The Telegraph Comes to China
VIGUIER, S. A.. Table for Transmitting Chinese Despatches by Telegraph, containing all characters employed in official, commercial, or private correspondence of Chinese, and their translation in numbers
Shanghai: Printed at the American Presbyterian Mission Press, 1871
Folio (28.5 x 43 cm). 16 pp, mounted on linen. Contemporary half black roan, marbled boards, worn, separated at spine. Dampstaining. Very rare.
FIRST EDITION. The Great Northern Telegraph Company introduced the telegraph in China in 1871. This rare volume enabled its use in Chinese, marking an epoch in the history of commerce.
The first two pages provide instructions in Chinese, English, and French, and the other fourteen pages comprise a table assigning a four-digit number to each of thousands of Chinese characters.
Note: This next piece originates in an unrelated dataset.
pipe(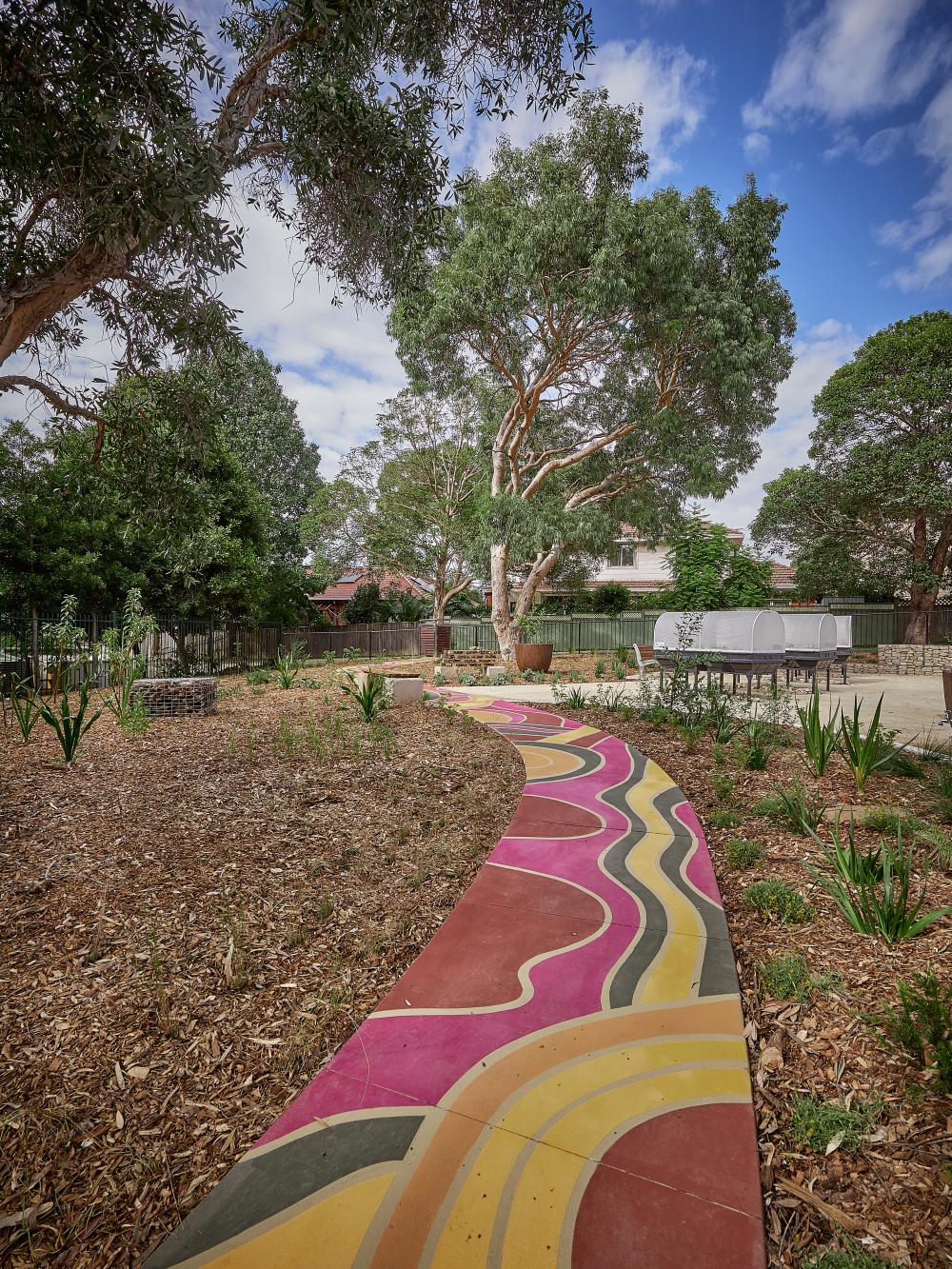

Viguier writes in small part, “In view of the early arrival in Shanghai of the submarine cable … connecting this great centre of trade with the colony of Hongkong, and the southern provinces of the Empire, it becomes very important, in order to increase the native trade, by facilitating communications between the different markets, to enable the Chinese traders to employ this telegraph.”
The Chinese Recorder observed that the telegraph, “bringing into contact the most distant nations, marks an epoch in the progress of civilization” and reported in 1874 that Viguier’s system is now ‘extensively used” by the Chinese.